Boys who followed Val Ferraro’s lead were Albert Dombrowski, Emilio Espinoza, Owen McCormac, Colin Schaefer, Luke Rossano and Luke Castillo, who all placed in the top 10 of their respective divisions in beach flags. In the girls’ competition, Sophia Swanson, Julia Erickson, Corrina Castillo, Darcy McFarland, Lyla Wilson, Alyssa Brabant, Ryleigh O’Donnell, Melina Sarlo, Ally Schaefer and Kerri O’Donnell all placed in the top 10 in beach flags.
“When you’re a kid you get a flag, that’s great. But if you don’t, you get a Chipwich, which is sometimes even better,” joked Bramoff, who finished second in beach flags among 40 to 44-year-olds, missing out on his second straight age-group national title by three-inches. “When this all started it was just a couple of us doing beach flags. And now we’re coming with full force.”
Other national champions in the junior division included Luke Castillo, in the distance run and board race, and Chasen Dubs, in the surf swim race. Pierson’s Joey Badilla and Kevin Pineda teamed up to win a national title in the Rescue Race – JG among 14 and 15-year-olds, while Nicky Badilla and Rodin McKenna won the same event among 12 and 13-year-olds.
“I would say our junior program has become top in the nation,” said John Ryan Jr., East Hampton Town’s head lifeguard. “We train these kids, and we teach these kids, and they don’t even know it, but they are learning how to be good in the ocean. We run it through games, but the confidence they gain from the program itself makes them amazing lifeguards.

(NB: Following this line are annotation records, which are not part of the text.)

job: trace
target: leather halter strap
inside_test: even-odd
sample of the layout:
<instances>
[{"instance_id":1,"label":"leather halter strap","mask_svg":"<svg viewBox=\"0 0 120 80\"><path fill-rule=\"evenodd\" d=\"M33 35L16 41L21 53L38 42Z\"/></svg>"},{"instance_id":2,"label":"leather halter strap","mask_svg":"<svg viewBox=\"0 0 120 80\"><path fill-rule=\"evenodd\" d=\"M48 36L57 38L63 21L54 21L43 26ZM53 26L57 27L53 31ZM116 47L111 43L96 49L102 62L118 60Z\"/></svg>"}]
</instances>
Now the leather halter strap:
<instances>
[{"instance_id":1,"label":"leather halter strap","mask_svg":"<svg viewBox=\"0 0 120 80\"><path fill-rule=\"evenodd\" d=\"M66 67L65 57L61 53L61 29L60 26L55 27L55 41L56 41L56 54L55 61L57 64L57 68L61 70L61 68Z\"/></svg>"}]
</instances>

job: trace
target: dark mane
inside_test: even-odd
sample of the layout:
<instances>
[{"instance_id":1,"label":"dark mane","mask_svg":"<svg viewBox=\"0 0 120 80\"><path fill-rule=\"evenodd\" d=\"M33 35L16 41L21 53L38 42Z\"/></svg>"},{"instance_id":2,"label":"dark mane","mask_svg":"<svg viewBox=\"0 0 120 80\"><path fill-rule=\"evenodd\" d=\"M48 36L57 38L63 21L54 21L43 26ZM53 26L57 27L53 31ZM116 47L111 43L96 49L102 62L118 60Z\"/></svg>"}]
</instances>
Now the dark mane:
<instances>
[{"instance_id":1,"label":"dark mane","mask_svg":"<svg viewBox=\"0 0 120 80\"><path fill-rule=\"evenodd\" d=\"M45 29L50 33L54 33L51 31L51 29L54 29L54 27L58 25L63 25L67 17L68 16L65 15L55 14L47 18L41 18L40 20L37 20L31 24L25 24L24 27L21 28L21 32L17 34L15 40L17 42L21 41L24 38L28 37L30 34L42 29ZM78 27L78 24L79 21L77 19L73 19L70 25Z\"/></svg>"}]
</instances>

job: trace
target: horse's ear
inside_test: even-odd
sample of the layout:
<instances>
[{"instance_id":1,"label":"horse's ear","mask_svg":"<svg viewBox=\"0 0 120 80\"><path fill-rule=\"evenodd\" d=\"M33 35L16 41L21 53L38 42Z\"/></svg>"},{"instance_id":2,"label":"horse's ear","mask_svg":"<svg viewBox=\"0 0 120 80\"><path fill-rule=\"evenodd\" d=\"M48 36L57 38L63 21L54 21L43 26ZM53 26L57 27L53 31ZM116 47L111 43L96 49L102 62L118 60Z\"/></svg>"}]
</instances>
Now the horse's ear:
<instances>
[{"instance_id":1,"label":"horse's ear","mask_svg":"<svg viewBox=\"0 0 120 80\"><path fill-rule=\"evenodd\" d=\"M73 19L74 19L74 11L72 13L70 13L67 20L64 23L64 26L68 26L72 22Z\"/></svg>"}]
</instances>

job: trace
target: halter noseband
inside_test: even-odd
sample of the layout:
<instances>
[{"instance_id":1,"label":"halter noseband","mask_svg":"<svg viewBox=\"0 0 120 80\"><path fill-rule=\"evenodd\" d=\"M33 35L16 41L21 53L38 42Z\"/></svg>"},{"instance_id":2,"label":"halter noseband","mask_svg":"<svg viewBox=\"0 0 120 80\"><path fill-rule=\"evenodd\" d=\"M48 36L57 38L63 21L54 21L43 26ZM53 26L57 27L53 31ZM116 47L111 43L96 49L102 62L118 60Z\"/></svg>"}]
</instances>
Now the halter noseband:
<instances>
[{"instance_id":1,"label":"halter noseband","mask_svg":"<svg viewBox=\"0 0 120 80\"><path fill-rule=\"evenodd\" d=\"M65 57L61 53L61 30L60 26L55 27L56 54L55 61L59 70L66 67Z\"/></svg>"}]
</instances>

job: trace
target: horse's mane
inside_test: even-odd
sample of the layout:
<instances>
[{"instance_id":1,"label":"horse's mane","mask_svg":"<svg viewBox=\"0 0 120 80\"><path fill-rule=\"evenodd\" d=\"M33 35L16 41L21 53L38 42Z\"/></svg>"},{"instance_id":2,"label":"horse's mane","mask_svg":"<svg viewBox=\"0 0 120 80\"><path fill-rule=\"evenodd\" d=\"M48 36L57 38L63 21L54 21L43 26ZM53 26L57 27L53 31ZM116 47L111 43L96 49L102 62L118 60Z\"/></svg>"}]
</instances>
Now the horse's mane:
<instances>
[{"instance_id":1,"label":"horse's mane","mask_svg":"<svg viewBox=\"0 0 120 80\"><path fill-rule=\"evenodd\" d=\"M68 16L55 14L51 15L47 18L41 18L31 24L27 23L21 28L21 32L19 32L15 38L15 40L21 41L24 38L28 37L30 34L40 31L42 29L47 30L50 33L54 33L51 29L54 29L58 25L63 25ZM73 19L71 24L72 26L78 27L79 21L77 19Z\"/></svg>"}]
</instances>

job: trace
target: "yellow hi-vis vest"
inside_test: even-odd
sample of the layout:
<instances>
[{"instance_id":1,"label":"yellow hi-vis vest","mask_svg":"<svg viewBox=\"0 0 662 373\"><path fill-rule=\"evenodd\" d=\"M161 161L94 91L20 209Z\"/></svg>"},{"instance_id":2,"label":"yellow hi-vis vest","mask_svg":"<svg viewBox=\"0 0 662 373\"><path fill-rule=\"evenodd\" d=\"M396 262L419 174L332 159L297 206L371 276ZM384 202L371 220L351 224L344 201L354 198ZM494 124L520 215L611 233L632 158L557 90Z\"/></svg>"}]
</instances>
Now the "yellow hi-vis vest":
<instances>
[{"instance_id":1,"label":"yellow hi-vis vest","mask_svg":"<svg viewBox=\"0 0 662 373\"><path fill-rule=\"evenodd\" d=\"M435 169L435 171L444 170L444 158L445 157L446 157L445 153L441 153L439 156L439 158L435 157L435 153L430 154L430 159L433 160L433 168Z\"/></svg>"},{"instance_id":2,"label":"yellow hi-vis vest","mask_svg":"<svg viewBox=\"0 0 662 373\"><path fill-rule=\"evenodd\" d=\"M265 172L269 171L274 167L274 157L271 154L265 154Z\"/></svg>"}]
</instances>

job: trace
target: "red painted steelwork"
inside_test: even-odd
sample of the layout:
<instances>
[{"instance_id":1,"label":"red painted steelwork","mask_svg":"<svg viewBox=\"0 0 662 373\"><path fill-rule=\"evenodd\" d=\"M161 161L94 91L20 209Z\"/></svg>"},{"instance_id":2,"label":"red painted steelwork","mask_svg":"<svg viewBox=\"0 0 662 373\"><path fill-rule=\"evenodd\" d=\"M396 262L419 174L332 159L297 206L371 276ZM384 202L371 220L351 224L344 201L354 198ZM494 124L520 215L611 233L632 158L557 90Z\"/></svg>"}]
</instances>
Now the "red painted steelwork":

“Our role is to get these kids to the line and tell them they are number one and make sure they believe it,” he added. “Whether they finish first or last doesn’t really matter.”
In the adult divisions Ryan Paroz, an HLA guard from Australia, won the open men’s board race, and also finished third in open surf ski race and was fifth in the open men’s ironman. Vanessa Edwards won the women’s 2K beach run and beach flags in the 60-64 age group. Chasen Dubs, a former East Hampton resident who now lives in Florida, didn’t win anything, but consistently placed among the top lifeguards in the country.
“He’s swimming in Florida, but when he competes he’s an independent because he refuses to join a different agency,” Ryan said proudly. “He has a love for HLA and he doesn’t want to join anyone else. He’s become a world class athlete, like Amanda and like Ryan Paroz, wo have all fallen in love with our junior lifeguard program.”
A handful of lifeguards from Southampton Town, led by head lifeguard Sean Crowley, join with East Hampton Town to form HLA, and a number of the top swimmers in the junior program hail from Pierson High School, something Bramoff was particularly proud of.
“I’m very proud that Coach Crowley and a lot of former Pierson Whalers and current Pierson Whalers are into this,” he said. “Being the athletic director at Pierson, and going to this tournament, is so enjoyable because my students and my athletes become my teammates for a day. It’s a very unique experience.”